The Royal Bank of Scotland is set to wind up its shipping business after failing to find a buyer.
State-backed RBS has been looking to sell off its shipping book, with efforts to shift its Greek division catching the greatest media attention.
Between 20 and 25 shipping jobs will be lost with a team of around 10 retained to oversee the final work, Reuters reports.
"In line with the bank’s strategy to create a simpler, stronger, and more sustainable bank, better aligned to the needs of our customers in the UK and Western Europe, we are commencing the wind down of our shipping business," an RBS spokesperson told the news wire.
"We understand how difficult this will be for our staff and we will be offering support to those affected, including redeploying people in to other positions where we can."
RBS shipping executives toured Asia this summer in a bid to hunt out buyers, wth Orix and Sumitomo mentioned as those to have sat across the table.
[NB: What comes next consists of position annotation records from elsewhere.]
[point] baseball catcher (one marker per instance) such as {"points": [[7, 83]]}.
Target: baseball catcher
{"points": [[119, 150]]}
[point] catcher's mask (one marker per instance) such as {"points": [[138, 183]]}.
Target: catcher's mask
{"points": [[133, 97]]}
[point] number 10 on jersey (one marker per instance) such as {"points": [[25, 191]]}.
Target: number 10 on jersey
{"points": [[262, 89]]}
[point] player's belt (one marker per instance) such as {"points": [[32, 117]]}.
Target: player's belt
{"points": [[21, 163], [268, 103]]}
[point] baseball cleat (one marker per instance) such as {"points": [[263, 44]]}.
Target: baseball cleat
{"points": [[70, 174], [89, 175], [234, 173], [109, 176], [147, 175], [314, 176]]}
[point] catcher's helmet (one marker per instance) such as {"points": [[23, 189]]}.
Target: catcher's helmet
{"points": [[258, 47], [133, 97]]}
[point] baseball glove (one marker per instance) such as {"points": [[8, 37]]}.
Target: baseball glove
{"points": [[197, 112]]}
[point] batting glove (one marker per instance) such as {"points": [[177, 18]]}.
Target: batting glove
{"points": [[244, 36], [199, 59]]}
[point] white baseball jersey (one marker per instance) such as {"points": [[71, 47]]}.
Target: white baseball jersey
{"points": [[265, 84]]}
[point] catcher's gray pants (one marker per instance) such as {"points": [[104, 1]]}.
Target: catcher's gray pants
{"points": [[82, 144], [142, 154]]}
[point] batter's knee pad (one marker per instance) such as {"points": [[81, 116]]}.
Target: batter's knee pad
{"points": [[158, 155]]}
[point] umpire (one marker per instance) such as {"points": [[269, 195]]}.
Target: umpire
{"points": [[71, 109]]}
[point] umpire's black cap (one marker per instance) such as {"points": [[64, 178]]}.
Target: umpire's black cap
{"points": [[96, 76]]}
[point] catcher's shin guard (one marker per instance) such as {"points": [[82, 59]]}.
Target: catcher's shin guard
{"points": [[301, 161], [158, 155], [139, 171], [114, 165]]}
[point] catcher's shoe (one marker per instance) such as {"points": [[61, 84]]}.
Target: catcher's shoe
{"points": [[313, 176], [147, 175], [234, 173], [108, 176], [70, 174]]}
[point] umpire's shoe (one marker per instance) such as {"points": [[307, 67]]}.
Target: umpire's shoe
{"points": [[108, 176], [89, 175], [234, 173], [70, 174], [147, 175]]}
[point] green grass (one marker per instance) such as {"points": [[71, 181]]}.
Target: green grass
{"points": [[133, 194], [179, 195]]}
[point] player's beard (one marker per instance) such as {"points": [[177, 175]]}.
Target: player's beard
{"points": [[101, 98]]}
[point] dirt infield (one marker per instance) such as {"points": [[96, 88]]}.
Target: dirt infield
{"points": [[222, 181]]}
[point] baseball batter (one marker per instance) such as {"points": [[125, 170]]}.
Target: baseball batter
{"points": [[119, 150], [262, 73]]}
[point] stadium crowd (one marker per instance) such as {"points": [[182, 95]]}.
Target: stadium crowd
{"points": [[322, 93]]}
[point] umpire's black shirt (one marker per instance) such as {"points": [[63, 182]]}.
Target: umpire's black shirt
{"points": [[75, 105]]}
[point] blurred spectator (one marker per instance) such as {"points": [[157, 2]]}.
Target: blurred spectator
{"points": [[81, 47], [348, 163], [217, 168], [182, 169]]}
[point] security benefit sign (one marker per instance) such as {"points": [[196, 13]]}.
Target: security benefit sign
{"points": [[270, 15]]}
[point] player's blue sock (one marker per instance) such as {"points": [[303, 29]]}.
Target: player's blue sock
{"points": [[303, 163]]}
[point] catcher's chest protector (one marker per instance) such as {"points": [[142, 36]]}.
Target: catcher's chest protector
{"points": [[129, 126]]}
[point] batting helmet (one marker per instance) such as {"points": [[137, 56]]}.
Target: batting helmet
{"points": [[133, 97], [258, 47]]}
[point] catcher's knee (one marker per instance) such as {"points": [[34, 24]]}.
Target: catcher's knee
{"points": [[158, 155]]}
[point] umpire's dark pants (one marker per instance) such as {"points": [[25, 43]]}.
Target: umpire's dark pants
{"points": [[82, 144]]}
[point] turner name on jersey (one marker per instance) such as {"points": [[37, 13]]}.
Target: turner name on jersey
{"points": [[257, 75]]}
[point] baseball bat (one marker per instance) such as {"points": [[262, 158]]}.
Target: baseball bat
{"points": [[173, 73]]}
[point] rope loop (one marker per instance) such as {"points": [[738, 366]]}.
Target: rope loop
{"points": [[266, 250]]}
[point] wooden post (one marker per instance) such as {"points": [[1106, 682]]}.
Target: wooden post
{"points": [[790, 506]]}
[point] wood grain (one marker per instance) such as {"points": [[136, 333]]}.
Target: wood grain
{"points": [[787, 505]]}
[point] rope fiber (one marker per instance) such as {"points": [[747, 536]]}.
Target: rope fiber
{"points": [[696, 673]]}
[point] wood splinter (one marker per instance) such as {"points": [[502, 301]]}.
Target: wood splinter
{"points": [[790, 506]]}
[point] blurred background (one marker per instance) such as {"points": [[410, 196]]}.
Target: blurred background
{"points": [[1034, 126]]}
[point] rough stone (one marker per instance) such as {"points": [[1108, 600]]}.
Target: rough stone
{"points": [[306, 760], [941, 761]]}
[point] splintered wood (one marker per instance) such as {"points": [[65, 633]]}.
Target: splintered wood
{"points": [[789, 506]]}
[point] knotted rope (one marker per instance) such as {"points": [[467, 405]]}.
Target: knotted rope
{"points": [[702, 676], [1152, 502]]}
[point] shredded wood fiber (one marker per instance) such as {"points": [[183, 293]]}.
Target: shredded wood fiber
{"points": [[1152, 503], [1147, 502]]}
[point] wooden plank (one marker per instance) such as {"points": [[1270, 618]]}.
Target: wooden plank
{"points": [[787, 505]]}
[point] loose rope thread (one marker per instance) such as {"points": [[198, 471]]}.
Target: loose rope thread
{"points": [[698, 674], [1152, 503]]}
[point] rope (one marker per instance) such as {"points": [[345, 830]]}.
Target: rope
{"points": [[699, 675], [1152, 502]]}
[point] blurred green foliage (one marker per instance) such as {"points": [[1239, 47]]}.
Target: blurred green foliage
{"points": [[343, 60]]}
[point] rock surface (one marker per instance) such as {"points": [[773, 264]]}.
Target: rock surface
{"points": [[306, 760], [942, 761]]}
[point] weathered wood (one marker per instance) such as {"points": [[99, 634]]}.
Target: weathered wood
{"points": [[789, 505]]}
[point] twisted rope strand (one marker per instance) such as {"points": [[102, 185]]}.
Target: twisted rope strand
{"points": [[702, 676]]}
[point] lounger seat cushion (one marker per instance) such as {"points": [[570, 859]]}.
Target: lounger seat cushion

Having taken further provisions in the first half of this year, particularly on its dry cargo exposure, the bank has now reached the end of the road with shipping.
At the end of the first half of 2016 RBS was carrying provisions of £445m related to its shipping business.
It follows a charge of £264m in the first half of this year to guard against future losses.
Some £5.9bn of its £6.7bn shipping portfolio is within its Capital Resolution section, the so-called bad bank.